La Robe de Macha

Par Hélène Lebon

Macha la douce, Macha la dure. Comme son surnom affectueux dont la consonance russe mais sans rapport, revêt quelque chose de terrible, de terrifiant, de plus grand que notre entendement, quelque chose d’implacable et de révolutionnaire comme seuls les Russes savent le faire.

Des fois, je me demande si je traverse son esprit comme elle traverse le mien quand je passe ma main indécise dans mon armoire et que je tombe sur cette robe en soie qu’elle m’a donnée, ce monde en soi que j’ai quitté.

Des fois aussi, quand je trouve un bout de ma vie un peu dur à surmonter, je me prends à penser à ce qu’elle ferait.

Macha et ses cheveux blonds neige, toujours bien coiffés sauf parfois au petit déjeuner, quand les yeux endormis elle sert le café. Mais ça ne dure jamais. Vite, elle est prête. Elle est toujours prête. Car Macha sait que la vie n’attend pas. Elle a déjà perdu son plus jeune, frappé sur la route au début de sa vingtaine, juste avant Noël.

Macha et ses yeux bleus acier, vifs comme un fond de puits clair où l’on se sent parfois plonger, nu comme un ver de terre dans une tempête de verre d’eau. Mais il arrive aussi que ses yeux rient et alors ils rient plus fort qu’elle, et on se sent heureux quand Macha rit, éclaboussé d’un bonheur limpide et fugace, d’un amour absolu dont on profite tant qu’il existe, un azur dont on se baigne jusqu’à plus soif.

Un jour, Macha fermera ses yeux clairs iceberg dans une ombre abyssale.
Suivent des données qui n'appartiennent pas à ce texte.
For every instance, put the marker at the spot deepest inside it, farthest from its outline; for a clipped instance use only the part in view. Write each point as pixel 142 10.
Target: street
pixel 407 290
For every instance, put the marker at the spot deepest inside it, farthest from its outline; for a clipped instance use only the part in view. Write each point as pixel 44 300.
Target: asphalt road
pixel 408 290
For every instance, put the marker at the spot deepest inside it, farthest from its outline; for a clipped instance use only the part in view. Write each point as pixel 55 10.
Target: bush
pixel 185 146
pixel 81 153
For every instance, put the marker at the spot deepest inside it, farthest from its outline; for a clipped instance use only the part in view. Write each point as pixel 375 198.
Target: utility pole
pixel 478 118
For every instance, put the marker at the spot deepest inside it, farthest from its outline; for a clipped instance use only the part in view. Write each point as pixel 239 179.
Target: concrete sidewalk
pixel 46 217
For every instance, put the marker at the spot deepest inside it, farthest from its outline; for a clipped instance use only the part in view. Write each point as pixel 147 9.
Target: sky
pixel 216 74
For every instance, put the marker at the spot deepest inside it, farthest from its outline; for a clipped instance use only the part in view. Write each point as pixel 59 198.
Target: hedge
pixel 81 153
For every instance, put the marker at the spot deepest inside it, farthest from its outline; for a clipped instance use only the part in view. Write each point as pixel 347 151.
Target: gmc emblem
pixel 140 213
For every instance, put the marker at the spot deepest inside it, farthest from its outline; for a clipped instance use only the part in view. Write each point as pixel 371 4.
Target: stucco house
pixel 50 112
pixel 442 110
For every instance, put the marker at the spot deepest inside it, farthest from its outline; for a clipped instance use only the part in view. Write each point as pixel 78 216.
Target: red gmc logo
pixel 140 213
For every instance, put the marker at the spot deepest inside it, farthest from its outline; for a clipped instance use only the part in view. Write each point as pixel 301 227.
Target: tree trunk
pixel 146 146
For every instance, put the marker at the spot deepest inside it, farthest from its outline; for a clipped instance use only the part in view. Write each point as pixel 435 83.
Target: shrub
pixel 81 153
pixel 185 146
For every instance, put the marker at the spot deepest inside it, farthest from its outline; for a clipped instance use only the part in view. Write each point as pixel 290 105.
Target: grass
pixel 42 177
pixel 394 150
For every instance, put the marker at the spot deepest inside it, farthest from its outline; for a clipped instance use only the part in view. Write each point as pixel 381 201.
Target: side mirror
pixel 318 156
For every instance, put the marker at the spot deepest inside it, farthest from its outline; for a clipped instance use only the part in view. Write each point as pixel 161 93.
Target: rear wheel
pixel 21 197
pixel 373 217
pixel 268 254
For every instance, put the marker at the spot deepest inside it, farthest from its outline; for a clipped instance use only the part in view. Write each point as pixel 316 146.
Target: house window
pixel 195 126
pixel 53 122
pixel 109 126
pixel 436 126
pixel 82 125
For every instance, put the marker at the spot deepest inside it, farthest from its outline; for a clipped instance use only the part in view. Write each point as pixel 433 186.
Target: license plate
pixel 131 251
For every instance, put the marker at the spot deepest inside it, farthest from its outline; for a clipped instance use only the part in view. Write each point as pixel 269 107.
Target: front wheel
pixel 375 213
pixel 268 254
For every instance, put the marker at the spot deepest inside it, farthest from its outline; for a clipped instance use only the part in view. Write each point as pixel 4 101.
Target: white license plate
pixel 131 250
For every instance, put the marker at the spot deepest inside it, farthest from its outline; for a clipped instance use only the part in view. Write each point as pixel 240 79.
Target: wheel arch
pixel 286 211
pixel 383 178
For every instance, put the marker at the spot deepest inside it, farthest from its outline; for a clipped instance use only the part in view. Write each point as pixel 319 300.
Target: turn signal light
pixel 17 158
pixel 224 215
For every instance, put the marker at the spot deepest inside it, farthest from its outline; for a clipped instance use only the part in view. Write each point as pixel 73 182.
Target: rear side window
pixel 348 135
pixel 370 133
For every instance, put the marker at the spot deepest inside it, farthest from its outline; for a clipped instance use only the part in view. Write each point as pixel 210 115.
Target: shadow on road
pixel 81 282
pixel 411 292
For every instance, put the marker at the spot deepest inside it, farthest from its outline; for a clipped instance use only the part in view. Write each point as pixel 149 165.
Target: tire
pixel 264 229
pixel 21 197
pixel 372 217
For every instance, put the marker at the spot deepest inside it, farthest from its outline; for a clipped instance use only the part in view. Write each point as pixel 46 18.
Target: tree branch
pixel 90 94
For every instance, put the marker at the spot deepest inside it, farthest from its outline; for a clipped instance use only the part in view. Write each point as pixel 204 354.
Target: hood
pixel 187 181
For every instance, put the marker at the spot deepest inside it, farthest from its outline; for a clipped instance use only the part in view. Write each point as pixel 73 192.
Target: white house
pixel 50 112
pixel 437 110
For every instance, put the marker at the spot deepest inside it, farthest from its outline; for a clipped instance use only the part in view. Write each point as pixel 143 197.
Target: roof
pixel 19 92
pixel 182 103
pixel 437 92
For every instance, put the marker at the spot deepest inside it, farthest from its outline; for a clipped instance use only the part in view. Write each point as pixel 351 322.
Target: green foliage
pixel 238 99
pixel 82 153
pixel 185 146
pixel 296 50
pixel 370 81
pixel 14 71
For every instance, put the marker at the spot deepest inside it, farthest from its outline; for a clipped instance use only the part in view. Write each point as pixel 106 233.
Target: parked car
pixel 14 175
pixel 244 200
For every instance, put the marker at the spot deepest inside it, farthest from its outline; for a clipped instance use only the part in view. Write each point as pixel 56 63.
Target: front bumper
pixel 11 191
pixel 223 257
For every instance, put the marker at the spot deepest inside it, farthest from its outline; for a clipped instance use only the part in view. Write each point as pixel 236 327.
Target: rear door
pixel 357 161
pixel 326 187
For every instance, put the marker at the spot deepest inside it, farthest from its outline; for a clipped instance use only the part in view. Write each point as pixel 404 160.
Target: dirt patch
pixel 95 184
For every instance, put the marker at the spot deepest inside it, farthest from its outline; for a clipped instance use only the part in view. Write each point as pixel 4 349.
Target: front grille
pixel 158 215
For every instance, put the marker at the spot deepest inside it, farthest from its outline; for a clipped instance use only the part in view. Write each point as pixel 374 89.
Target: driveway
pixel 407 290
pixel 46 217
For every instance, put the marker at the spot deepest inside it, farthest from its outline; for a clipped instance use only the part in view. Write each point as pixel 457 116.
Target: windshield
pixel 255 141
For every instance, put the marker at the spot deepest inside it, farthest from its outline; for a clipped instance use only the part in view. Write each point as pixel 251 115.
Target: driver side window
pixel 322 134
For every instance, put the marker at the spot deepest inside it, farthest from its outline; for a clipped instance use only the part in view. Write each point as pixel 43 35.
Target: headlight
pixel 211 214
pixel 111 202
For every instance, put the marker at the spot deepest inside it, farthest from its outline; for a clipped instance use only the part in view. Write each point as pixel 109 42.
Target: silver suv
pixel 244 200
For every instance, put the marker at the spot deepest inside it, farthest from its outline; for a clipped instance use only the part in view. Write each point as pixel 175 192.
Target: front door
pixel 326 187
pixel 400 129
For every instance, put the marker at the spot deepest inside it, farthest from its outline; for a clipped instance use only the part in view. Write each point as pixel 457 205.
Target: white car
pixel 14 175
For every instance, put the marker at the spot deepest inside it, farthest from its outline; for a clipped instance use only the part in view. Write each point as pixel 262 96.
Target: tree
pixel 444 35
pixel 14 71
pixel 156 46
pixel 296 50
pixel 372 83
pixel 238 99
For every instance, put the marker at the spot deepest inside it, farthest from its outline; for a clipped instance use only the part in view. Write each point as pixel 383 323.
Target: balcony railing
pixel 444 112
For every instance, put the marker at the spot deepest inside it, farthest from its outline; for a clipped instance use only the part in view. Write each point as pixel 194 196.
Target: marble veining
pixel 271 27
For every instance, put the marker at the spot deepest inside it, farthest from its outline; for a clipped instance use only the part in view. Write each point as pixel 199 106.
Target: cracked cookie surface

Ce jour-là, je ne l’aurai sans doute jamais revue mais quelque chose me crèvera le coeur. Une douleur aigüe et criarde qui me pincera l’âme sans crier gare. Déjà les rides autour de ses paupières cernaient l’éclat que je lui avais connu quand je l’avais rencontrée la première fois. Car j’ai rencontré Macha il y a de ça plusieurs années, mais je ne sais pas vraiment si nous nous sommes connues.

Parfois, je porte la robe de Macha au motif fleuri bleu-gris, à l’encolure féminine et la soie douce et légère. Je la porte au corps comme son souvenir au coeur, des bribes d’histoire qui m’effleurent la peau. Toute cette vie d’avant que je regarde derrière moi sans tellement nostalgie, juste une infinie douceur.

Aujourd’hui je porte la robe de Macha et je l’enfile comme un costume de super-héroïne, une armure contre la vie en chien qui passe en triste pour vivre le meilleur, un étendard féminin à nos vies qui se croisent et nos regards qui nous vivent, comme un puissant raz-de marée.

Macha la forte, Macha la belle, puisses-tu toujours être éternelle.

* Macha et moi nous sommes fréquentées pendant presque dix ans, chaque fois que j’ai été avec son premier fils.